The good news is our first rabbit breeding went really well. Both our does made a soft, warm nest lined with their own fur and delivered a perfect number of kits without any problems. Stormy had 8 kits and Snowball had 7. 8 kits is average, so we were pleased with the numbers, especially for the first breeding which is typically small.
Now the bad news: within a day or two all the kits died. 😦 I was totally clueless as to what could be the cause of this. Based on the nests it appeared they were following their motherly instincts and I had high hopes for this to be a successful experience. I talked to a couple other people for some guidance and the word around the rabbitry is that a loss is common for does kindling their first litter. Oh, such disappointment! My visions of adorable, furry baby bunnies hopping on spring grass and cuddling with the kids have burst like a bubble.

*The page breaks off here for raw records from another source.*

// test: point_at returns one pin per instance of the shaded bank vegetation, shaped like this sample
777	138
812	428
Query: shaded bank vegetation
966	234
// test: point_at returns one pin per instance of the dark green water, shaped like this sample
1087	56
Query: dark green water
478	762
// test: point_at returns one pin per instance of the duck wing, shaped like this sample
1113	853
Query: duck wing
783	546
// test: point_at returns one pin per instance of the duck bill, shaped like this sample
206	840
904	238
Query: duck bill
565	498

So what do we do next? We will wait a couple weeks and try one more breeding with these does, though now my excitement for babies has turned to apprehension. I truly hope our rabbits can turn things around. We thoroughly enjoy our livestock but they must be good mothers, productive and hardy or we can’t afford to keep investing in them. If the next litters also fail we will need to begin again with new does. Not every doe loses her first litter. When the time comes for new stock, whether that is in a few weeks or a few years, I plan to seek does who either raised a successful first litter or come from a doe who has, rather than keep replacement stock from these two. That way I can attempt to breed that trait into my rabbit program instead of continuing to experience a ruined first litter from each new doe I keep.

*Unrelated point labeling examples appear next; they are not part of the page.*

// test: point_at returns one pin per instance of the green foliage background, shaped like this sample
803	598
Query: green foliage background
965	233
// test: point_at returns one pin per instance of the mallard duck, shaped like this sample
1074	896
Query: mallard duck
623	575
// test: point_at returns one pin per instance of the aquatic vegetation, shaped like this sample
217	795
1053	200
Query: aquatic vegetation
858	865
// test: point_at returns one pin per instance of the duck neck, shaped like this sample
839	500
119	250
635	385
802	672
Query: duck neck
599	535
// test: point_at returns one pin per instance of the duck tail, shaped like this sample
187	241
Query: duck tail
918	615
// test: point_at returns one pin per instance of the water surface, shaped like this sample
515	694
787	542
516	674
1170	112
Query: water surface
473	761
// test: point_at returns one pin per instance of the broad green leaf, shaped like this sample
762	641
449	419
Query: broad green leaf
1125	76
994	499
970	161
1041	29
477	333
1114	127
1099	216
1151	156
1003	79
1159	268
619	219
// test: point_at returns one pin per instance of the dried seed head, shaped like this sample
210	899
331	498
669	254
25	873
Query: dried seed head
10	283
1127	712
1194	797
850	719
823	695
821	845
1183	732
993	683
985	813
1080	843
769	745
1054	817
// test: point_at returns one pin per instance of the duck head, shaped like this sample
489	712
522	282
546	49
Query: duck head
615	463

Even before this happened, we prepared the kids for the occasional loss on our farm. For the most part, the kids have taken the failed litters very well. Hannah got a little teary for a minute but I was expecting more emotion from the kids overall. Most of them simply wanted to know why our two does didn’t take care of their babies. That’s a tough one for me to answer since the same question remains floating through my mind.